Terrorists took over the Idlib de-escalation zone and carried out thousands of attacks in the last two months, Russia’s Foreign Ministry said in a statement, adding that the West is portraying them as “moderate opposition.”
Idlib governorate, the last stronghold of anti-government forces in Syria, saw a surge of violence by radical jihadists who have no desire for a peaceful resolution to the almost nine-year-long conflict, the Russian Foreign Ministry said on Thursday. Most of the attacks are carried out by Hayat Tahrir al-Sham, the latest iteration of al-Qaeda in Syria.
The area was proclaimed a de-escalation zone under the Russia-Turkey agreements. In mid-January, Russian and Turkish forces tried to impose a ‘regime of silence’ there, but the attacks only escalated.
In December 2019 there were over 1,400 terrorist attacks staged from Idlib, with some operations seeing the use of armor and even tanks. The scale of violence remains high, with over 1,000 attacks recorded in the last two weeks of January. Hundreds of Syrian civilians and government troops have been killed, as well as “Russian and Turkish military specialists.”
“The relocation of some armed groups out of the de-escalation zone to northeastern Syria and later to Libya has boosted the concentration of radical extremists over the boiling point,” the ministry said.

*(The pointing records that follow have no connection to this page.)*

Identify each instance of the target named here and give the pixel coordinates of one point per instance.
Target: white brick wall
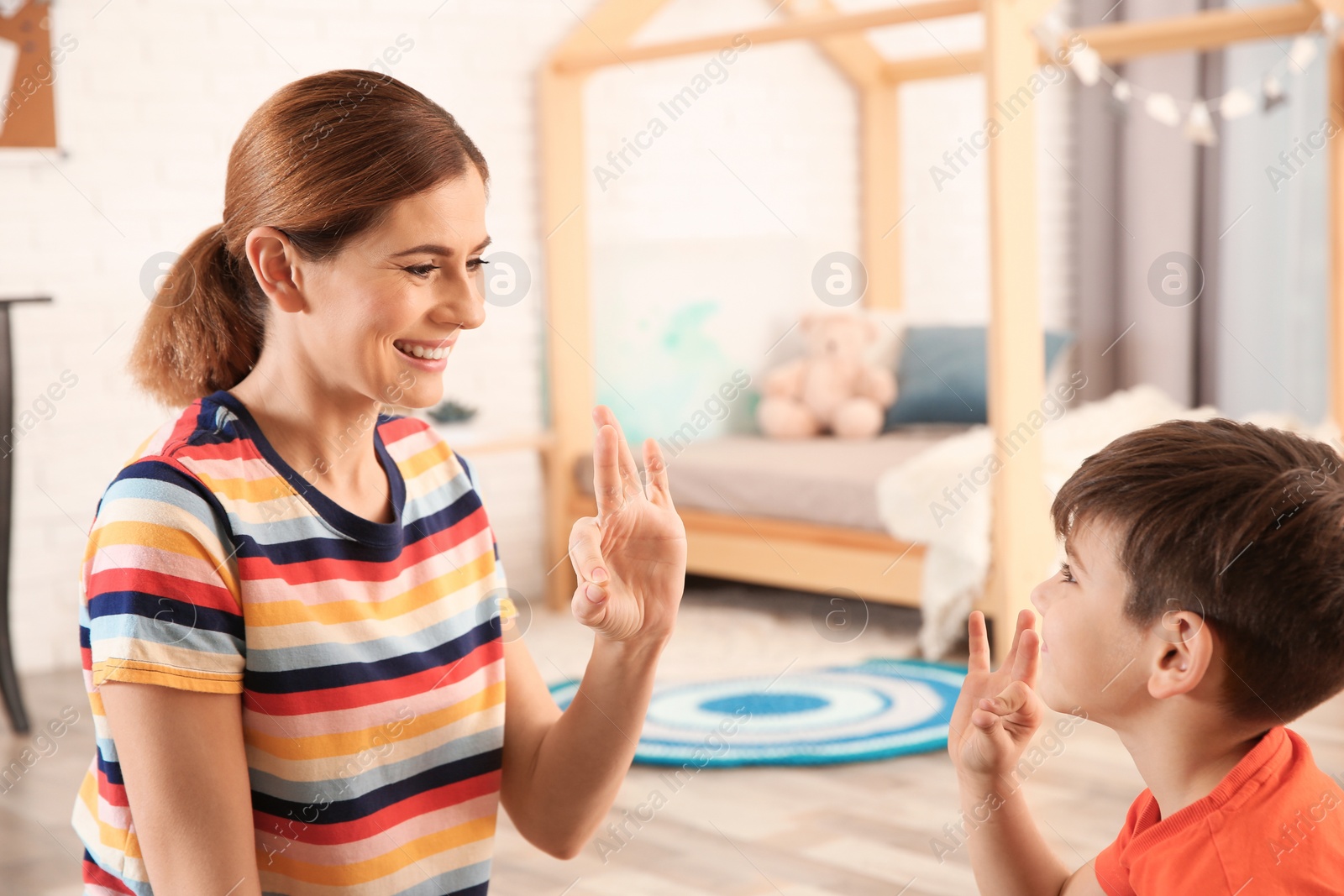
(154, 96)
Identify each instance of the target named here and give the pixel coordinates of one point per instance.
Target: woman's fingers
(606, 474)
(1026, 621)
(629, 473)
(656, 468)
(586, 553)
(589, 605)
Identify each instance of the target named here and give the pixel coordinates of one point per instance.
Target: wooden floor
(846, 831)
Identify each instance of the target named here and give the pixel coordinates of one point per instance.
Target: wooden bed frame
(824, 558)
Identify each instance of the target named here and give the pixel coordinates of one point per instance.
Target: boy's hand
(998, 711)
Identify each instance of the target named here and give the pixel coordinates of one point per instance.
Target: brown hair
(1241, 524)
(322, 160)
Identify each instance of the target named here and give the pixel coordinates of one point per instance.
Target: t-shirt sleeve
(160, 584)
(499, 590)
(1112, 876)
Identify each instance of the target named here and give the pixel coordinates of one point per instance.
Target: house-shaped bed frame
(822, 558)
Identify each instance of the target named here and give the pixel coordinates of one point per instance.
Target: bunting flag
(1195, 117)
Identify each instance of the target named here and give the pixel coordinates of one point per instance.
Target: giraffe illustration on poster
(27, 73)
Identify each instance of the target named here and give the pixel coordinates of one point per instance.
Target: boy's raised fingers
(606, 474)
(979, 642)
(1028, 658)
(1026, 620)
(1015, 698)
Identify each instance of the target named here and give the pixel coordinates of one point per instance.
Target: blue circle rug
(875, 710)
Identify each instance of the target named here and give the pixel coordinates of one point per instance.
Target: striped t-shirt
(367, 654)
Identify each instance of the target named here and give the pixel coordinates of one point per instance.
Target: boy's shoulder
(1277, 820)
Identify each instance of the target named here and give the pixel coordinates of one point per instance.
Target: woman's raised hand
(631, 558)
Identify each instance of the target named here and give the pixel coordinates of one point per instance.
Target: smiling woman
(299, 679)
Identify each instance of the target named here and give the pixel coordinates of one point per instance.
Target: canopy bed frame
(823, 558)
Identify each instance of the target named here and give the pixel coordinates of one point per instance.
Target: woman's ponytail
(205, 325)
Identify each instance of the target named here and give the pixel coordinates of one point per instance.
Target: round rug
(847, 714)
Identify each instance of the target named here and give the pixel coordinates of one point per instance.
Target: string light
(1196, 123)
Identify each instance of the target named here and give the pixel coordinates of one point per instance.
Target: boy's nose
(1038, 598)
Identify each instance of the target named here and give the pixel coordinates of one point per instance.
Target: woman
(292, 616)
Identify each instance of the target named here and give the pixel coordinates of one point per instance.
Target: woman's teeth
(420, 351)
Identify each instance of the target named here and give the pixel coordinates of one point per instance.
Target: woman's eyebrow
(434, 249)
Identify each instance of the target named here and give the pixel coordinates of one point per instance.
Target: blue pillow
(941, 375)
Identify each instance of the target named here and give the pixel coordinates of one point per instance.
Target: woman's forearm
(185, 768)
(584, 757)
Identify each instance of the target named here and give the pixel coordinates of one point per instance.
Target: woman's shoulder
(416, 445)
(163, 466)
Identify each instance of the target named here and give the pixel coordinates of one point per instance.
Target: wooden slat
(1334, 190)
(879, 159)
(1206, 31)
(812, 27)
(879, 164)
(564, 244)
(944, 65)
(851, 53)
(1021, 542)
(790, 553)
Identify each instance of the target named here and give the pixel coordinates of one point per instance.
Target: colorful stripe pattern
(367, 654)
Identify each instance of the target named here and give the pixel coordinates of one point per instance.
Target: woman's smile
(430, 355)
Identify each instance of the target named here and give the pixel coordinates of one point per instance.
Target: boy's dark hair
(1241, 524)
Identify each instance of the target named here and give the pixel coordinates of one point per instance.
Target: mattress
(820, 479)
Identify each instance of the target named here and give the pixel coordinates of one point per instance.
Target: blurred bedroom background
(703, 250)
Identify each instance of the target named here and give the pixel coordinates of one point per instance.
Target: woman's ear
(273, 262)
(1183, 649)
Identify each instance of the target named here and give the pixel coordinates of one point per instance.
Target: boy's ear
(1184, 651)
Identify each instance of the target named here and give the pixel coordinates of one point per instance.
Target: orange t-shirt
(1273, 825)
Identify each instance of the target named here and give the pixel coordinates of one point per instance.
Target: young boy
(1200, 609)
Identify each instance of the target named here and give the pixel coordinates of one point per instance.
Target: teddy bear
(832, 387)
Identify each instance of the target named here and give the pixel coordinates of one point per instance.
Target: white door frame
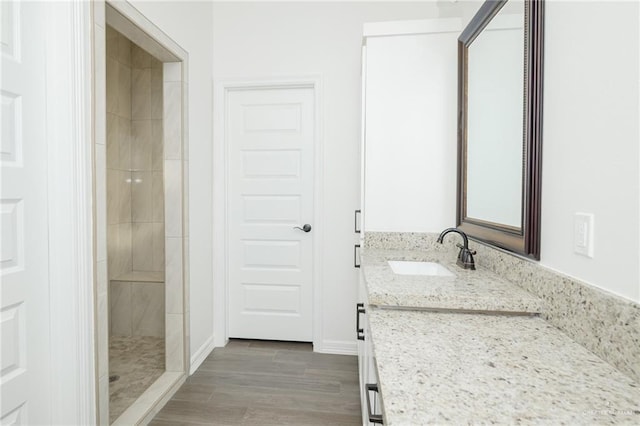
(70, 175)
(221, 195)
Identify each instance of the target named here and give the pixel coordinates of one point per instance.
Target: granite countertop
(446, 368)
(479, 290)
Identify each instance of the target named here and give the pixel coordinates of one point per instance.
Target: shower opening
(135, 220)
(141, 214)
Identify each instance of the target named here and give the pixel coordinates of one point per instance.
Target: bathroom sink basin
(433, 269)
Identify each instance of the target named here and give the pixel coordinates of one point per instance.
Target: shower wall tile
(113, 197)
(186, 274)
(112, 43)
(172, 121)
(120, 308)
(141, 145)
(124, 248)
(124, 91)
(124, 196)
(147, 315)
(173, 198)
(157, 149)
(100, 170)
(99, 83)
(158, 247)
(185, 198)
(124, 143)
(113, 151)
(156, 92)
(185, 129)
(103, 383)
(139, 57)
(141, 197)
(157, 196)
(141, 94)
(112, 250)
(173, 276)
(99, 17)
(142, 243)
(103, 335)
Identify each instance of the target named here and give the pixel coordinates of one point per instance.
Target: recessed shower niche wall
(135, 217)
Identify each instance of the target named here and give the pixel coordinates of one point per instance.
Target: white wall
(190, 25)
(590, 140)
(267, 40)
(411, 104)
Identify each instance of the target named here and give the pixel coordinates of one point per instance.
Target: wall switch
(583, 234)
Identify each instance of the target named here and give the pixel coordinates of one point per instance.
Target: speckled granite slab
(442, 368)
(602, 322)
(479, 290)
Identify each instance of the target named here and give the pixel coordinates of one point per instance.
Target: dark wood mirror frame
(526, 239)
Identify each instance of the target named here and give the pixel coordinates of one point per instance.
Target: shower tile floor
(138, 361)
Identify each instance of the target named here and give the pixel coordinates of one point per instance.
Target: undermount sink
(433, 269)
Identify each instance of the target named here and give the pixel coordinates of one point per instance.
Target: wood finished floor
(252, 382)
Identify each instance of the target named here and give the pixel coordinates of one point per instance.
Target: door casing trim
(221, 180)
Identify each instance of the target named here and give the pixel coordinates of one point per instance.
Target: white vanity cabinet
(369, 398)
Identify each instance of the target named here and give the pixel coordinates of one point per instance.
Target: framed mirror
(500, 63)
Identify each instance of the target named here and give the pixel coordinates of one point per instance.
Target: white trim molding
(221, 193)
(69, 136)
(337, 347)
(201, 354)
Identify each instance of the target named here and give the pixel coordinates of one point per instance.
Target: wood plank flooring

This situation was recently discussed during an interview with Russian Foreign Minister Sergey Lavrov. He explained that Turkey needed to separate the armed opposition it is working with from the Hayat Tahrir al-Sham terrorists, saying that it has failed to do so.
Under the Russia-Turkey agreements, Turkey is supposed to use its influence among anti-government groups to help deescalate the conflict. Russia uses its sway in Damascus to prevent a major military offensive against Idlib. Amid continued terrorist attacks, Damascus forces have been leading small-scale offensive operations.
Tensions in the region escalated this week after a Turkish military convoy came under fire from Syrian army artillery, killing several Turkish troops and triggering retaliation. It happened as Ankara moved its troops into Syria without prior notice.
President Tayyip Erdogan demanded on Wednesday that Damascus withdraw its forces from Turkish observation posts by the end of February, threatening to remove them by force otherwise.
Moscow stressed that the jihadists, who hold hostage residents of the areas they control in Idlib, remain a legitimate target for military action, especially considering that the governorate is under Syrian sovereignty.
There must be no difference of opinion about it. This is Syrian national territory, and the national government has the right and a duty to fight against the militants.
The document also condemned attempts by the West, especially the US, to portray the terrorists as “moderate opposition”, stressing that there cannot be any truce with them.
Earlier this week, following the Turkish-Syrian clash, US Secretary of State Mike Pompeo criticized the “ruthless actions” of the “Assad regime” and Russia (as well as Iran and Hezbollah) for “preventing the establishment of a ceasefire.”